After seven years though, I've finally started taking off my water wings. I'm in LA now. I do photography full time. I realized following the Instagram formula essentially commodifies my work, and with each successive birthday I hear the phrase "good for your age" a little less often. I'm taking better images and tackling more challenging concepts.
So this is good! It's growth. Yet with all the progress, I've experienced a vague feeling that something is off. Sometimes my aggressive, get-it-done-no-matter-what streak mysteriously melts into a sluggish, vague sense of unease. I'll drag my feet, doing little work. I thought it was a lack of inspiration, maybe, or a lack of discipline. Maybe this was just how things work as you developed creatively? Do you just go a little slower, like a quality-over-quantity kind of thing? Or do I need to just grind a little harder? Whatever it is, this smudgy haze has been both unnerving and slowing me, like some sort of creative sedative.
With the help of a wonderful book called The Artist Way, the smudgy haze came in focus for me. One simple quote made it clear:
And that's when I realized: I'm afraid to make art. I'm afraid to try new concepts. I'm afraid I won't do a good job, that I'll look stupid, that I don't have good taste, that I'm not a real creative. I'm scared of rejection and scared of failure. Scariest of all, as I work with bigger people on bigger projects with bigger budgets, the stage I could fail on keeps getting bigger too.
Last month I did a photoshoot that was surrounded in fear. It was a simple test shoot inspired by an installation at a local gallery from the artist Pipilotti Rist. The installation featured hanging pieces of underwear, as if they were Edison bulbs on a string of lights. I decided to integrate the concept into an image and set out with my friend Dixon to create underwear lampshades from XXL mens whitey tighties. v sexy.
So, the concept was pretty edgy (what if it just looks stupid?). My team was amazing. In fact, the model had done a photoshoot for Vogue earlier that year (I'm not that legit)! I did some of the styling, which is not my strong point (what kind of fashion photographer doesn't know fashion?). Meanwhile, I'd recently gotten some critical (and accurate) feedback on my work from people I respect, further unnerving me (what if this is bad too?). So many insecurities.
I would've procrastinated more on the whole thing had it not been for Dixon. He was literally flying to LA from Atlanta expressly to do several photoshoots with me, so I had no choice but to press onward.
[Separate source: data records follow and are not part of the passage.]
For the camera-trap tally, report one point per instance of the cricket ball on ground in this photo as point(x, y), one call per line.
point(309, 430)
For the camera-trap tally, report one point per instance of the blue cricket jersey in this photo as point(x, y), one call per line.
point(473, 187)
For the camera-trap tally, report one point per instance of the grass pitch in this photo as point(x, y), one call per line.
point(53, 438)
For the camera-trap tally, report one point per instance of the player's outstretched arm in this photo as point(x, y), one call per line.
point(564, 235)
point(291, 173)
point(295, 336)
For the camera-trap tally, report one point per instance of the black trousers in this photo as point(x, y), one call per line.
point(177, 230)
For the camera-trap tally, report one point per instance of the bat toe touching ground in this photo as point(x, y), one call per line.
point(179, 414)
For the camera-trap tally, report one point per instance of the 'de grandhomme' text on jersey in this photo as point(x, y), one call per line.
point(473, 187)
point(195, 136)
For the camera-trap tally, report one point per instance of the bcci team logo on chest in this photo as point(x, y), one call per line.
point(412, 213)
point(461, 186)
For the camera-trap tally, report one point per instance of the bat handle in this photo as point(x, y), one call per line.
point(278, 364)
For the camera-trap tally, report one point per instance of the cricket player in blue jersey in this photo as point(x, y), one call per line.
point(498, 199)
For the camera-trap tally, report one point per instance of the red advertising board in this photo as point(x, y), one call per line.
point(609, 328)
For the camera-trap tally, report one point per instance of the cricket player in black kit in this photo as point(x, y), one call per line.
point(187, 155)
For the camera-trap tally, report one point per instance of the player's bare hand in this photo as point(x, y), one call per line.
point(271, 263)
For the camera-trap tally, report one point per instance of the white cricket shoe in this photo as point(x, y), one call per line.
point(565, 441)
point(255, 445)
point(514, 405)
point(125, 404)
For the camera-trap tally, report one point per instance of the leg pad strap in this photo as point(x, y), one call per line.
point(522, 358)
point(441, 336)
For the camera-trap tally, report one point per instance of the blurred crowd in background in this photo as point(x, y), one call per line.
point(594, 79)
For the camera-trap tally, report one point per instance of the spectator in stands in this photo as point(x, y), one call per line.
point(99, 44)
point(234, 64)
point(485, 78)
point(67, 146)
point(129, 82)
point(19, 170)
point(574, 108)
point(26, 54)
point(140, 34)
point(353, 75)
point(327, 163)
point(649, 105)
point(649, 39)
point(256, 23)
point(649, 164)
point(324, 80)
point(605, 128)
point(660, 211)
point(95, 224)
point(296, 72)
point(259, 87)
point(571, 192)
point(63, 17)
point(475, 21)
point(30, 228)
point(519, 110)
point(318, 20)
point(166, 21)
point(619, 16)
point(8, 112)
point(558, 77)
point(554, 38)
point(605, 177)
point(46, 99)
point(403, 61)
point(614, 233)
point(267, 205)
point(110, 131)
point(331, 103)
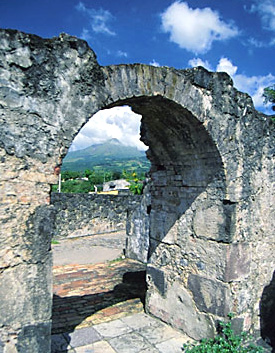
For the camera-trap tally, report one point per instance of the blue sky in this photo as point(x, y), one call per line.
point(236, 36)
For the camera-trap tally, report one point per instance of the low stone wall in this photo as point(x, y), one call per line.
point(83, 214)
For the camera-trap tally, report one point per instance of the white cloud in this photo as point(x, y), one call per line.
point(154, 63)
point(253, 85)
point(195, 29)
point(118, 122)
point(99, 19)
point(121, 54)
point(199, 62)
point(225, 65)
point(266, 11)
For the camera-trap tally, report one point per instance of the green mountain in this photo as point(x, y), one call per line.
point(111, 155)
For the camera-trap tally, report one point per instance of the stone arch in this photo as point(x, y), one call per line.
point(50, 88)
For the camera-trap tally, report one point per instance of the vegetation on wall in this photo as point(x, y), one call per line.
point(226, 341)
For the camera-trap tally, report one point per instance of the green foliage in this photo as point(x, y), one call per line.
point(226, 341)
point(269, 97)
point(136, 185)
point(76, 186)
point(73, 182)
point(269, 94)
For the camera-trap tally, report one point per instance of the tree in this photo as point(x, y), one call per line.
point(269, 95)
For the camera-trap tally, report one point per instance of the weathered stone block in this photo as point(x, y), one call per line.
point(210, 296)
point(177, 308)
point(157, 277)
point(238, 262)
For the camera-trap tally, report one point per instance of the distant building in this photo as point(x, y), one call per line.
point(113, 185)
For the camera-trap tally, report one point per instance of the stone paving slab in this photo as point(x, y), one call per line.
point(112, 329)
point(130, 343)
point(97, 310)
point(83, 337)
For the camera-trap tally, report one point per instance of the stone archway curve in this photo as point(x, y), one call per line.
point(49, 89)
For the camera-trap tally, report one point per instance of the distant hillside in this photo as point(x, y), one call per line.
point(110, 155)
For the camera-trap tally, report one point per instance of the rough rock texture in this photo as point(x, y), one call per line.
point(209, 215)
point(83, 214)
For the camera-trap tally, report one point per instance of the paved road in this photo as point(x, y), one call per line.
point(89, 250)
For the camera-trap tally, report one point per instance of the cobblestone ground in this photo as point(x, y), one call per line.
point(98, 308)
point(89, 294)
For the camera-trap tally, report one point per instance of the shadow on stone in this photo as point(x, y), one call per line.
point(267, 314)
point(69, 312)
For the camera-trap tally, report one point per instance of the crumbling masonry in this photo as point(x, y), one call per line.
point(206, 223)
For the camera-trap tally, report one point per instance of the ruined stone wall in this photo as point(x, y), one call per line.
point(208, 211)
point(86, 214)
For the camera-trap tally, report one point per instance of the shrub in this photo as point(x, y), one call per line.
point(226, 341)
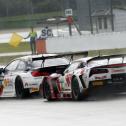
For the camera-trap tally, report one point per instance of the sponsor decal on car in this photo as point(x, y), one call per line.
point(118, 71)
point(100, 77)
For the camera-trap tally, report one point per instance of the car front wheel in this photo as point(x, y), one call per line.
point(76, 94)
point(19, 88)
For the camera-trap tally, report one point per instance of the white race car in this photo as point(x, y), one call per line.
point(80, 77)
point(23, 75)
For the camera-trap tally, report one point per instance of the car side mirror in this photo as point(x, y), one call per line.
point(1, 70)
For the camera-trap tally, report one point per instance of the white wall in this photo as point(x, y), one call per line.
point(85, 43)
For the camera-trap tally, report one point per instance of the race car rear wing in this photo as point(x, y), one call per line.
point(107, 57)
point(71, 54)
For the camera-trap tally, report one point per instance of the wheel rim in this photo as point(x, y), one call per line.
point(47, 91)
point(18, 88)
point(75, 88)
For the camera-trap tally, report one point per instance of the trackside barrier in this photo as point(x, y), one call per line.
point(41, 46)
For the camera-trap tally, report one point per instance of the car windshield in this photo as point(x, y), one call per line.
point(50, 62)
point(98, 62)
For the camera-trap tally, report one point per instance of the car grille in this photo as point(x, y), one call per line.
point(118, 77)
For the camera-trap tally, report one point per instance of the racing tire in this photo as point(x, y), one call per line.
point(76, 94)
point(47, 91)
point(19, 88)
point(41, 91)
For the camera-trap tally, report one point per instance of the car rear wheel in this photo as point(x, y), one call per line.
point(76, 94)
point(47, 91)
point(19, 88)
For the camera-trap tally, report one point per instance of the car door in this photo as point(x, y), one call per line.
point(9, 78)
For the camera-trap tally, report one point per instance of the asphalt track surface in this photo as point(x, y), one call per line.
point(97, 110)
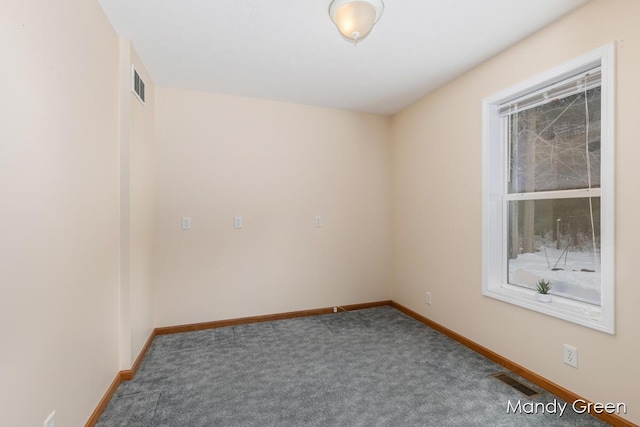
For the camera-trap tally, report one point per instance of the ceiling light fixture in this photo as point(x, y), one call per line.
point(355, 18)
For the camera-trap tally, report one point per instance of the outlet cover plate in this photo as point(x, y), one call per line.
point(571, 355)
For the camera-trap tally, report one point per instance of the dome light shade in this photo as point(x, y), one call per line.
point(355, 18)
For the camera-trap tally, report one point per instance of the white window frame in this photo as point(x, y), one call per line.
point(495, 221)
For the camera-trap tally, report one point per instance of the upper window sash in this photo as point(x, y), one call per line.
point(578, 83)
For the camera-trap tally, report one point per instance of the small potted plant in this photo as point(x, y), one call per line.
point(543, 287)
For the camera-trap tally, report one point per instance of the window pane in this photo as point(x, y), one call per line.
point(554, 240)
point(549, 145)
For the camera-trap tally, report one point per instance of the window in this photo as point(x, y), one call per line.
point(548, 191)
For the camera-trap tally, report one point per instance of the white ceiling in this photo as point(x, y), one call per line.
point(289, 50)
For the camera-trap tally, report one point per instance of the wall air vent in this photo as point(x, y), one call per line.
point(137, 85)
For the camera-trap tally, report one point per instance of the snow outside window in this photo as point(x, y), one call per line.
point(548, 191)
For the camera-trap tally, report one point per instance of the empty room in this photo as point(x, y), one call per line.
point(240, 212)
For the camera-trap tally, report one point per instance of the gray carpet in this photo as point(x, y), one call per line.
point(373, 367)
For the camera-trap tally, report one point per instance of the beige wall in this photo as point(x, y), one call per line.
point(277, 165)
point(137, 206)
point(437, 211)
point(59, 218)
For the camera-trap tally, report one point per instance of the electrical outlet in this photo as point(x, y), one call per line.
point(50, 421)
point(571, 355)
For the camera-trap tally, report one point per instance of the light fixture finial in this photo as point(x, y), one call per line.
point(355, 18)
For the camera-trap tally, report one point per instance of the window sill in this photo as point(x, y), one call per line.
point(581, 313)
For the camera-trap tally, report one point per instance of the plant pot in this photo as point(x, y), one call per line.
point(543, 297)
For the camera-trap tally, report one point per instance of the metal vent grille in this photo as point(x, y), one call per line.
point(528, 391)
point(138, 85)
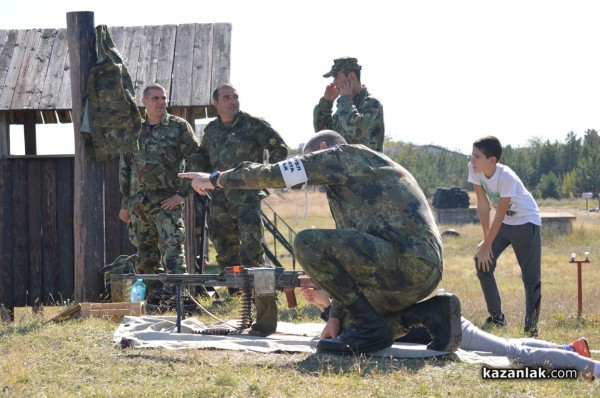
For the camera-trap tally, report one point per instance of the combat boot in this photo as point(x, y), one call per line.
point(441, 316)
point(367, 333)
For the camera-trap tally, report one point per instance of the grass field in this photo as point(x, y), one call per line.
point(76, 357)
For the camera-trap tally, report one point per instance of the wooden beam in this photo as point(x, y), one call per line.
point(29, 130)
point(88, 206)
point(4, 135)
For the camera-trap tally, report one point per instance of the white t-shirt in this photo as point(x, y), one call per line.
point(506, 184)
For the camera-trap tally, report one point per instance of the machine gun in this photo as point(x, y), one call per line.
point(258, 281)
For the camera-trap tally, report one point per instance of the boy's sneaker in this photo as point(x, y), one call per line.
point(581, 346)
point(496, 320)
point(532, 332)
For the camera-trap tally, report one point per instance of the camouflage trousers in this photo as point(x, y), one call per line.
point(349, 263)
point(236, 231)
point(159, 236)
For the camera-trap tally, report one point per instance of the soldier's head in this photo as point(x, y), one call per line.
point(226, 100)
point(346, 68)
point(322, 140)
point(154, 99)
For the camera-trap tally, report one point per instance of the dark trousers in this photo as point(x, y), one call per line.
point(526, 242)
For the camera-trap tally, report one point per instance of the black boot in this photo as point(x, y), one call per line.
point(441, 316)
point(367, 333)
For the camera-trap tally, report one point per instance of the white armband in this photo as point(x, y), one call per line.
point(293, 171)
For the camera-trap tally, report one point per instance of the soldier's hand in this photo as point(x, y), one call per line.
point(124, 215)
point(331, 92)
point(200, 181)
point(348, 87)
point(331, 329)
point(172, 202)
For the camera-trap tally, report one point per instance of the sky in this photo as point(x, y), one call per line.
point(446, 72)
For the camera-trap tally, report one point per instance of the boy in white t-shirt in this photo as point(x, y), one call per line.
point(517, 223)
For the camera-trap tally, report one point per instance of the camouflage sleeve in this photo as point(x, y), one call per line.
point(363, 125)
point(248, 175)
point(272, 142)
point(190, 150)
point(322, 115)
point(202, 159)
point(125, 178)
point(330, 167)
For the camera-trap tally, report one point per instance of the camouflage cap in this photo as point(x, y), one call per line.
point(340, 64)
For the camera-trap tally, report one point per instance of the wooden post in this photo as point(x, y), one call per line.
point(88, 201)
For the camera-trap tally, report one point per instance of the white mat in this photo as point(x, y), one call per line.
point(161, 332)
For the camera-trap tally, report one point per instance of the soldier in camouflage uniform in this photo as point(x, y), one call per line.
point(152, 194)
point(235, 225)
point(359, 116)
point(386, 251)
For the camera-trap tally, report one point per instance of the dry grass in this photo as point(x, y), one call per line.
point(77, 358)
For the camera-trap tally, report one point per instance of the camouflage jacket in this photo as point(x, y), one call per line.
point(245, 139)
point(358, 120)
point(367, 192)
point(111, 121)
point(166, 149)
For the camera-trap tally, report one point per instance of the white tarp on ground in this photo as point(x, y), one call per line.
point(161, 332)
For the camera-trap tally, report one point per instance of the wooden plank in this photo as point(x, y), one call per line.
point(4, 135)
point(50, 117)
point(88, 202)
point(148, 60)
point(64, 116)
point(10, 83)
point(6, 231)
point(34, 219)
point(166, 54)
point(116, 34)
point(50, 237)
point(29, 131)
point(112, 205)
point(8, 39)
point(132, 42)
point(20, 241)
point(64, 215)
point(221, 59)
point(181, 90)
point(57, 85)
point(37, 76)
point(202, 65)
point(22, 97)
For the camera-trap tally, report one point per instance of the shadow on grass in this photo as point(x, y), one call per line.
point(318, 364)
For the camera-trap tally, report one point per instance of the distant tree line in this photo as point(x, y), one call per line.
point(548, 169)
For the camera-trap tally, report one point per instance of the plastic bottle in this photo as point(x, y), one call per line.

Of course, everything ended up being fine. Ironically, most people don't even notice the lampshades unless I mention them. In fact, they aren't even in half the photos as they didn't work for certain framing. I knew I was being irrational, but try telling fear that.
I don't have a nice one-liner bow for this story. I pushed forward because I had to, not because I conquered fear. It's still there. I'm still grappling with it this week as I procrastinate on test shoots and emails and meetings. The Artist Way offers some solutions and I've got some ideas of my own, but for now I think I'll just say candidly: I don't have it figured out. I'm afraid.